С первым ударом часов, которые били десять, госпожа Терриан подала знак расходиться. Кармен де Ретц облегченно вздохнула, будто с нее свалился камень.
Жильбер, в качестве хозяина дома, нес свечу перед госпожой Дакс. Когда, собираясь закрыть дверь, она поблагодарила его, он сказал:
– Сударыня, в это время я обычно работаю за органом. Орган находится в самой дальней из гостиных, знаете? Очень далеко от этой комнаты… Если тем не менее вы услышите несколько аккордов, это не слишком обеспокоит вас?
– Нисколько! – уверила его госпожа Дакс, желавшая быть любезной. – Нисколько! Напротив! Под вашу музыку я скорее засну.
Кармен де Ретц тоже провожала барышню Дакс.
– Вам, вероятно, еще не хочется спать?
– Не слишком.
– В таком случае не раздевайтесь и приходите обратно минут через пять, как только старшие лягут. Перед сном мы будем слушать музыку и есть виноград.
XIV
За органом Жильбер Терриан широким движением выпрямил грудь и расправил плечи. На этом табурете, который был его троном и его пьедесталом, его убожество каким-то чудом исчезло, и он казался высоким и почти красивым.

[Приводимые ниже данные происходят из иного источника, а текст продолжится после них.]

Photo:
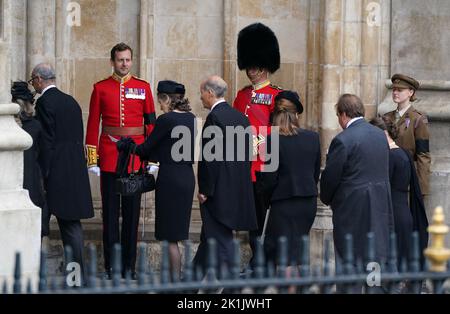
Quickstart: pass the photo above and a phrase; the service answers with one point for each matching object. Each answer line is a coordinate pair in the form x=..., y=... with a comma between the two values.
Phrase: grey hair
x=216, y=85
x=45, y=71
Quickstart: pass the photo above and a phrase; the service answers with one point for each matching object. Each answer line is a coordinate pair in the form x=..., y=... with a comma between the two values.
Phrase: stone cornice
x=435, y=85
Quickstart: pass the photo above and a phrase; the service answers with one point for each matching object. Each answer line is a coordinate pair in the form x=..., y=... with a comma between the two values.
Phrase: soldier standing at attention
x=259, y=54
x=125, y=105
x=413, y=127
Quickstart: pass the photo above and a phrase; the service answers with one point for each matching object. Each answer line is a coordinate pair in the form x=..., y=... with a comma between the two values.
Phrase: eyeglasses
x=30, y=81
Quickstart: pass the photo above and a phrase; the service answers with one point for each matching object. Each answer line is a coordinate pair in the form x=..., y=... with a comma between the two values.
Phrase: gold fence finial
x=437, y=253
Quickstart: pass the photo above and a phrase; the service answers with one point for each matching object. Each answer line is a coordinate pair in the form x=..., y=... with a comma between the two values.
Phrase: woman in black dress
x=292, y=189
x=175, y=182
x=405, y=190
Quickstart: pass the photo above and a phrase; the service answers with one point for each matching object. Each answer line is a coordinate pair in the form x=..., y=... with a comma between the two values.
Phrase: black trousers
x=72, y=235
x=211, y=228
x=131, y=206
x=261, y=205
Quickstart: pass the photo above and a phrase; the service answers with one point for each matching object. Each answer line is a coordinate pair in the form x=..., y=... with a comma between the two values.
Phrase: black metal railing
x=351, y=275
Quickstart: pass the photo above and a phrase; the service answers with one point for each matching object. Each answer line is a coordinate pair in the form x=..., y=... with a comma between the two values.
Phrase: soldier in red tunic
x=258, y=53
x=125, y=106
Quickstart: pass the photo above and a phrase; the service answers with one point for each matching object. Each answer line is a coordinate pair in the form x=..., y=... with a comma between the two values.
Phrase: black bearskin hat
x=258, y=47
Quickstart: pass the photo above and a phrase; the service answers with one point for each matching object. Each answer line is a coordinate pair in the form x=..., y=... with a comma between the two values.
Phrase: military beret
x=292, y=97
x=403, y=81
x=19, y=90
x=170, y=87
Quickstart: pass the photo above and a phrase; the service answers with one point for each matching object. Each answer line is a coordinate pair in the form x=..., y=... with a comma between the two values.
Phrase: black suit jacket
x=62, y=157
x=298, y=170
x=355, y=183
x=226, y=183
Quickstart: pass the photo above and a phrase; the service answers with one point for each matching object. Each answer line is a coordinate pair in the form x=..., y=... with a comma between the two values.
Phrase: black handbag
x=135, y=183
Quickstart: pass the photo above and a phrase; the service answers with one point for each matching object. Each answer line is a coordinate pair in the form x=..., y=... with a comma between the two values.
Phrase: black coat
x=227, y=184
x=299, y=167
x=32, y=176
x=355, y=183
x=62, y=157
x=176, y=180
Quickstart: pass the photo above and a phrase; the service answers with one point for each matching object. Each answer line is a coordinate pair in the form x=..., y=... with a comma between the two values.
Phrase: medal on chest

С порога барышня Дакс увидела музыканта лицом к партитуре, как дуэлянта перед своим противником. Кармен де Ретц, стоявшая подле него, изображала секунданта. Фужер сидя смотрел на них.
В тишине полились звуки.
Зазвучала чистая пастушеская мелодия, переросшая в настоящую симфонию. Сдержанными широкими мазками орган вызывал представление о сельских видах и сценах из пастушеской жизни. Ветер веял над лесами. Стада брели по лугам. На холмистом горизонте черные кедры, как бахромой, оторачивали закатный пурпур. Смутно видимый пейзаж постепенно раскрывался в размеренных звуках. Веяло библейским духом.
Внезапно выделилась таинственная фраза, тонкая и пронзительная, извилистая, как змея. Высокие ноты наполовину вырисовывали, вычеканивали ее и тотчас бросали, робко вливались в сельскую симфонию, которая не прекращалась и разрасталась. Одновременно возникал и исчезал глухой рокот, подобный отдаленному еще грому разгневанного бога. Скова оставалась только пастушеская песня и наивные гармонии гор и лесов.

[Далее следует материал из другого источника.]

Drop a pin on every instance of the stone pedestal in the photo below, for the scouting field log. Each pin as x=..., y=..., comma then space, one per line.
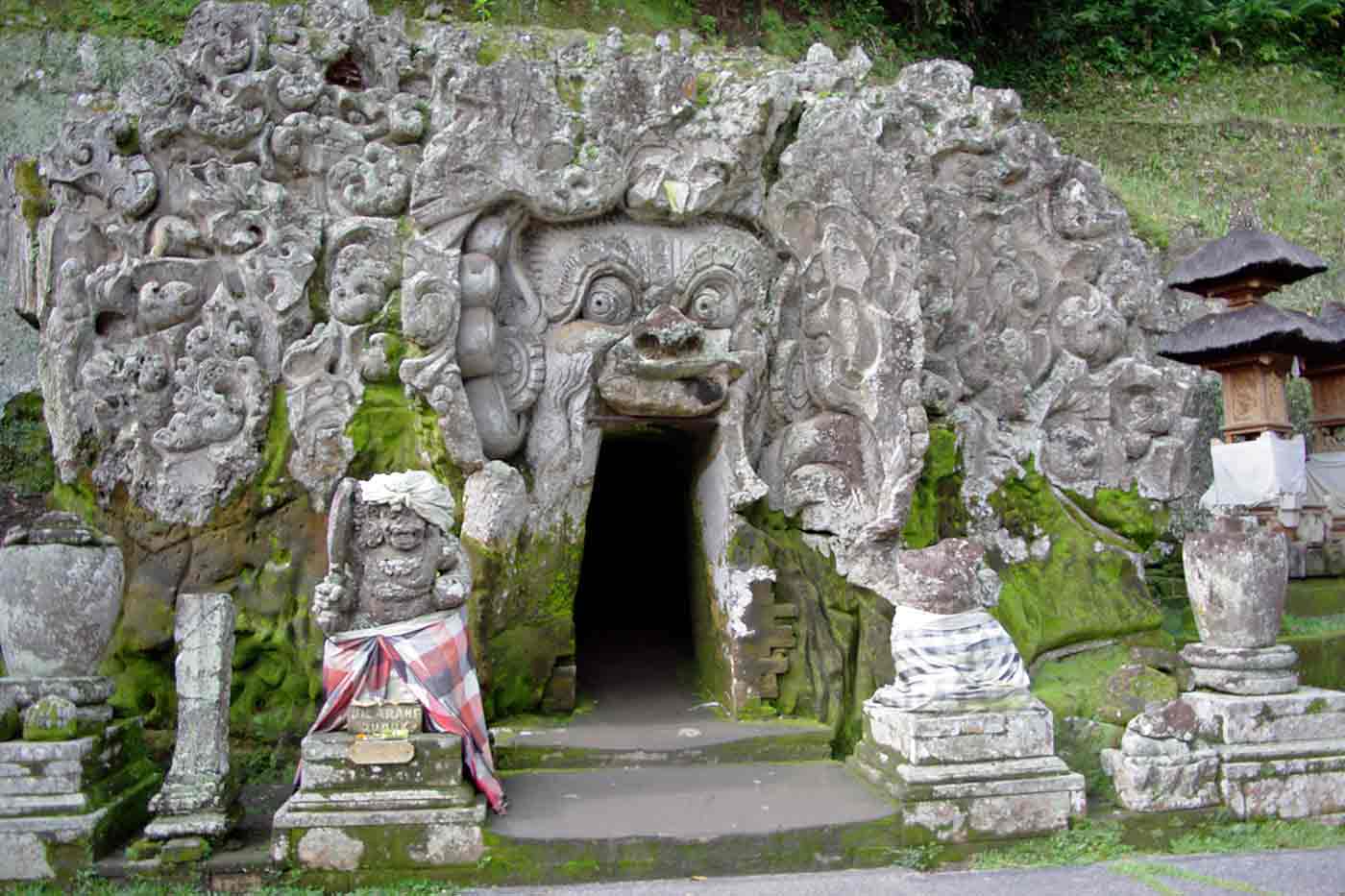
x=64, y=802
x=379, y=805
x=977, y=772
x=1260, y=757
x=1243, y=670
x=198, y=795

Но струившаяся змеей фраза возвращалась, вкрадчиво вползала в чистые звуки, как ехидна в сад, и мало-помалу высвистывала все свои тоненькие нотки. Ее сопровождало странное содрогание, жаркая и чувственная дрожь, раздражающая и томная. И тотчас вступили дикие созвучия. Орган гремел. Божественный гнев покрывал и пасторальную симфонию, и сластолюбиво-коварный напев, который не отступал. Сначала все затопила бушующая волна резких, наступательных, неумолимых аккордов. Но, когда утихла эта ярость звуков, хрупкая фраза снова поднялась неприкосновенной, а вокруг нее трепетало неприкосновенное сладострастие.
Тогда началась битва. Рокотанию органных басов осмеливалось противостоять змеиное шипение мятежной мелодии. Разбушевалась буря низких тонов и высоких нот. Но вскоре последние победили. Пронзительная змеистая фраза разрасталась, усиливалась, торжествовала, и сопровождавший ее чувственный трепет внезапно расцвел широким мотивом желания, опьянения и любви. Разрозненные звуки успокоились и, воскреснув для торжественного финального гимна, библейская симфония соединилась с ликующей мелодией и, освятив ее, возвысила до высочайшего пафоса.
Кармен де Ретц театрально обняла голову музыканта и поцеловала его в лоб.
– О! – воскликнула она. – Это то, о чем я мечтала! Фужер восторженно вскочил.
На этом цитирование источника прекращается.